First, we can rewrite (a + b + c)^7 using the binomial theorem:
(a + b + c)^7 = C(7,0)a^7 + C(7,1)a^6b + C(7,2)a^5b^2 + C(7,3)a^4b^3 + C(7,4)a^3b^4 + C(7,5)a^2b^5 + C(7,6)ab^6 + C(7,7)b^7
where C(n,k) denotes the binomial coefficient "n choose k."
Now, we can see that each term in the expanded form of (a + b + c)^7 has either a, b, or c raised to a power equal or greater than 1. This is because if any of the variables (a, b, or c) were raised to a power of 0 or less in a term, it would not contribute to the remainder when divided by abc.
Let's focus on each term individually:
1. C(7,0)a^7: Since a divides a^7 (a is a factor of itself), this term is divisible by a.
2. C(7,1)a^6b: Since a divides a^6 and b divides b (b is a factor of itself), this term is divisible by ab.
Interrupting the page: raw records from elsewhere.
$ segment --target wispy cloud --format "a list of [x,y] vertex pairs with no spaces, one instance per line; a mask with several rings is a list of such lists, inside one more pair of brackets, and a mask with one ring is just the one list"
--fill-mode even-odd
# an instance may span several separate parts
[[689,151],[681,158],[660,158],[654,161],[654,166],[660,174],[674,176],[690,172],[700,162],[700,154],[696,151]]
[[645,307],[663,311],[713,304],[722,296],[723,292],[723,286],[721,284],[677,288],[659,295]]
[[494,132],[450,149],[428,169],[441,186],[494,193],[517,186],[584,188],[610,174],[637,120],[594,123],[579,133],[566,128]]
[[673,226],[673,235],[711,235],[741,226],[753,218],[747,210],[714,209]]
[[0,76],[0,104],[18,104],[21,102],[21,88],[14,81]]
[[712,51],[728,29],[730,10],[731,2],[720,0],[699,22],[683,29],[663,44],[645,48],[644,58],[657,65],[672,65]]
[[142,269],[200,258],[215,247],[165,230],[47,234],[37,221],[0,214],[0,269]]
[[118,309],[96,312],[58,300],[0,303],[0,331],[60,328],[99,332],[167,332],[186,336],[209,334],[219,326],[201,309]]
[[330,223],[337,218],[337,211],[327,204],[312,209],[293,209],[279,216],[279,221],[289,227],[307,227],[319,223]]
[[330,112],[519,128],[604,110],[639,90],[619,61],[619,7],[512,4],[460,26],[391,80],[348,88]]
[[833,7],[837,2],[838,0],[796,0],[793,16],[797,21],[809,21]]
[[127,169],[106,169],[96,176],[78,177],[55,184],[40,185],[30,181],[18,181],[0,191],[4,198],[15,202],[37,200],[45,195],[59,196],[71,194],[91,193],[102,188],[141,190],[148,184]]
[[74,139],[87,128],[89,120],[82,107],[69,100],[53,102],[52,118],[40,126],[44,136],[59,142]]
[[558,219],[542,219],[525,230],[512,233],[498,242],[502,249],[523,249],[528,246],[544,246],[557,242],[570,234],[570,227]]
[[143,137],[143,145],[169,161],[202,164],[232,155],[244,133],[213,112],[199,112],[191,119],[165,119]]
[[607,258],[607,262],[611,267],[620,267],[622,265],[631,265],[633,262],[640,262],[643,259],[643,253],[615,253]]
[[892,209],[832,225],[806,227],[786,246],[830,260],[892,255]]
3. C(7,2)a^5b^2: Since a divides a^5 and b^2 divides b^2, this term is divisible by a * b^2.
4. C(7,3)a^4b^3: Since a^4 divides a^4 and b^3 divides b^3, this term is divisible by a^4 * b^3.
5. C(7,4)a^3b^4: Similarly, this term is divisible by a^3 * b^4.
6. C(7,5)a^2b^5: This term is divisible by a^2 * b^5.
7. C(7,6)ab^6: This term is divisible by a * b^6.
8. C(7,7)b^7: Since b divides b^7, this term is divisible by b.
From this analysis, we can see that each term of the expanded form of (a + b + c)^7 is divisible by abc.
Therefore, we can conclude that abc divides (a + b + c)^7.